Their movement occurs due to the spin magnetic moment, which is present in each microparticle.

Magnetic field, where can you find it?

As strange as it may sound, almost all objects around us have their own magnetic field. Although in the concept of many, only a pebble called a magnet has a magnetic field, which attracts iron objects to itself. In fact, the force of attraction is in all objects, only it manifests itself in a lesser valence.

It should also be clarified that a force field, called magnetic, appears only under the condition that electric charges or bodies are moving.

Immovable charges have an electric force field (it can also be present in moving charges). It turns out that the sources of the magnetic field are:

• permanent magnets;
• mobile charges.

A magnetic field this is the matter that arises around the sources electric current as well as around permanent magnets. In space, a magnetic field is displayed as a combination of forces that can affect magnetized bodies. This action is due to the presence of motive discharges at the molecular level.

The magnetic field only forms around electric charges that are in motion. That is why magnetic and electric fields are integral and together form electromagnetic field... The components of the magnetic field are interconnected and affect each other, changing their properties.

Magnetic field properties:
1. The magnetic field arises under the influence of driving charges of electric current.
2. At any point, the magnetic field is characterized by the vector physical quantity entitled magnetic induction, which is the force characteristic of the magnetic field.
3. The magnetic field can only act on magnets, conductive conductors and moving charges.
4. The magnetic field can be of constant and variable type.
5. The magnetic field is measured only by special devices and cannot be perceived by the human senses.
6. The magnetic field is electrodynamic, since it is generated only during the movement of charged particles and affects only the charges that are in motion.
7. Charged particles move along a perpendicular trajectory.

The size of the magnetic field depends on the rate of change of the magnetic field. According to this feature, there are two types of magnetic field: dynamic magnetic field and gravitational magnetic field. Gravitational magnetic field arises only near elementary particles and is formed depending on the structural features of these particles.

Magnetic moment occurs when a magnetic field acts on a conductive frame. In other words, the magnetic moment is a vector that is located on the line that runs perpendicular to the frame.

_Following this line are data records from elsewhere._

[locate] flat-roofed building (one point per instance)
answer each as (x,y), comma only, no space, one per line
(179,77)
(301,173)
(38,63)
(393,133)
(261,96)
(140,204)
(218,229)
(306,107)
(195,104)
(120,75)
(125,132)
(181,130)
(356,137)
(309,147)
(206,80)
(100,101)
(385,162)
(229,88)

The magnetic field can be displayed graphically with the help of magnetic lines of force. These lines are drawn in such a direction that the direction of the field forces coincides with the direction of the line of force itself. Magnetic lines of force are continuous and closed at the same time.

The direction of the magnetic field is determined using a magnetic needle. The lines of force also determine the polarity of the magnet, the end with the output of the lines of force is North Pole and the end, with the entrance of these lines, is the south pole.

It is very convenient to visually evaluate the magnetic field using ordinary iron filings and a piece of paper.
If we put a sheet of paper on a permanent magnet, and pour sawdust on top, then the iron particles will line up according to the lines of force of the magnetic field.

The direction of the lines of force for the conductor is conveniently determined by the famous gimlet rule or rule right hand ... If we put our hand around the conductor so that thumb looked in the direction of the current (from minus to plus), then the 4 remaining fingers will show us the direction of the magnetic field lines.

And the direction of the Lorentz force - the force with which the magnetic field acts on a charged particle or conductor with current, along left hand rule.
If we locate left hand in a magnetic field so that 4 fingers looked in the direction of the current in the conductor, and the lines of force entered the palm, then the thumb will indicate the direction of the Lorentz force, the force acting on the conductor placed in the magnetic field.

That's all there is to it. Be sure to ask your questions in the comments.